Query for customer address

Run a query to get the customer address entity and review the request charge.

  1. Select the CustomerAddress container.
  2. At the top of the screen, select New SQL Query.
  3. Copy and paste the following SQL text and then select Execute Query.

     SELECT * FROM c WHERE c.customerId = "FFD0DD37-1F0E-4E2E-8FAC-EAF45B0E9447"
    
  4. Select the Query Stats tab and note the request charge of 2.83.

    Screenshot that shows the query stats for customer address query in the database.

Query for customer password

Run a query to get the customer password entity and review the request charge.

  1. Select the CustomerPassword container.
  2. At the top of the screen, select New SQL Query.
  3. Copy and paste the following SQL text and then select Execute Query.

     SELECT * FROM c WHERE c.id = "FFD0DD37-1F0E-4E2E-8FAC-EAF45B0E9447"
    
  4. Select the Query Stats tab and note the request charge of 2.83.

    Screenshot that shows the query stats for customer password query in the database.

Add up the request charges

Now that we’ve run all of our queries, let’s add up all of the Request Unit costs for them.

Query RU/s cost
Customer 2.83
Customer Address 2.83
Customer Password 2.83
Total RU/s 8.49

Measure performance of embedded entities

Now we’re going to query for the same information but with the entities embedded in a single document.

  1. Select the Database-v2 database.
  2. Select the Customer container.
  3. Run the following query.

     SELECT * FROM c WHERE c.id = "FFD0DD37-1F0E-4E2E-8FAC-EAF45B0E9447"
    
  4. Observe that the data coming back is now a hierarchy of customer, address, and password data.

    Screenshot that shows the query results for customer in the database.

  5. Select Query Stats. Note the request charge of 2.83, versus the 8.49 RU/s for the three queries that you ran earlier.

Compare the performance of the two models

When you compare the RU/s for each query that you ran, you see that the last query where the customer entities are in a single document is much less expensive than the combined cost for running the three queries independently. The latency for returning this data is lower because the data is returned in a single operation.

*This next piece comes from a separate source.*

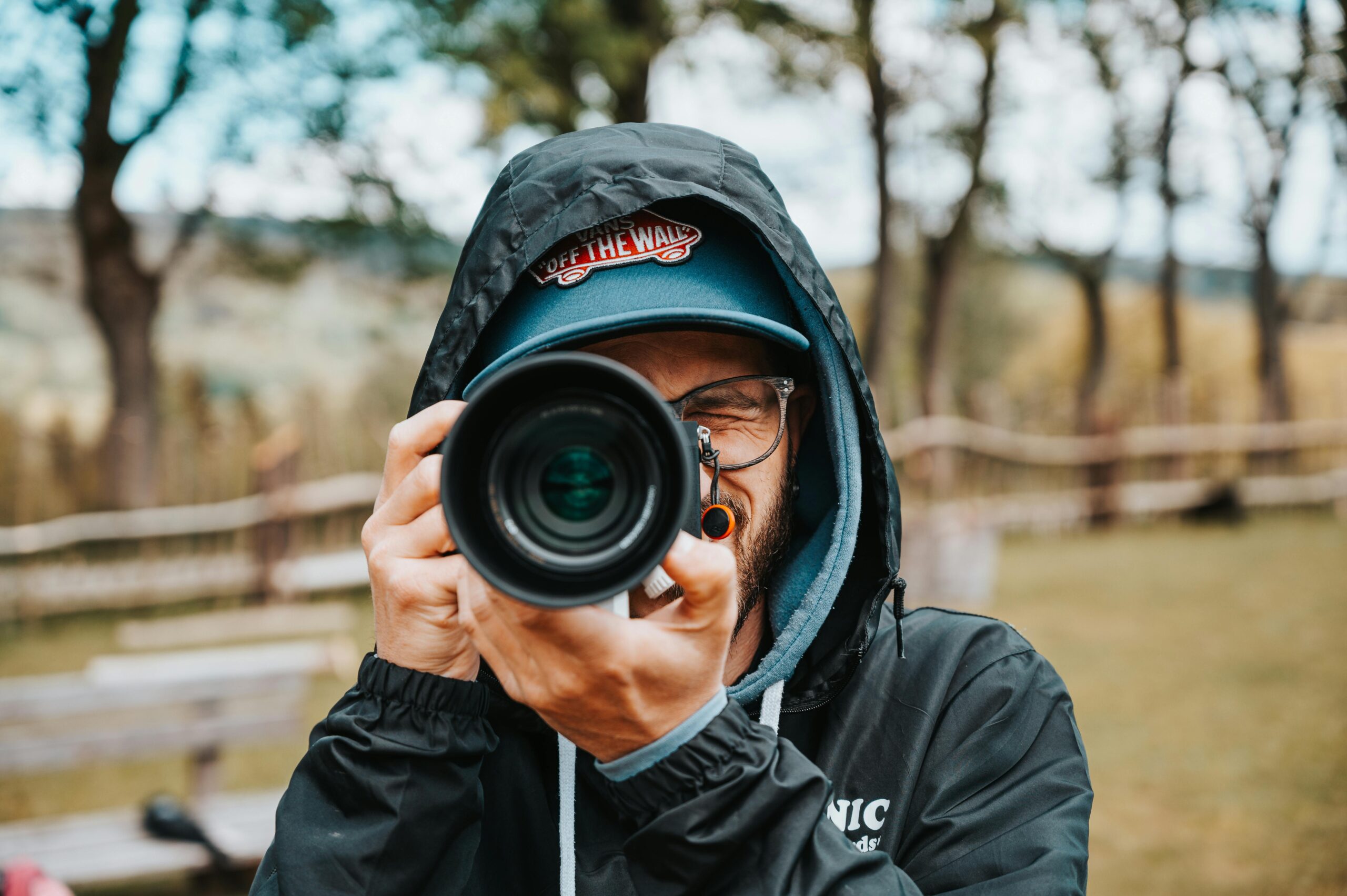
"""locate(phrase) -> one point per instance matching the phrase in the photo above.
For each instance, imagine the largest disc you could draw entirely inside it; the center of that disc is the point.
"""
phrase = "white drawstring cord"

When you’re searching for a single item and know the partition key and ID of the data, you can retrieve this data via a point-read by calling ReadItemAsync() in the Azure Cosmos DB SDK. A point-read is even faster than our query. For the same customer data, the cost is just 1 RU/s, which is a nearly threefold improvement.

Clean up

Delete the Resource Group created in this lab. If you don’t have the access to remove the Resource Group, remove all the Azure objects created by this lab.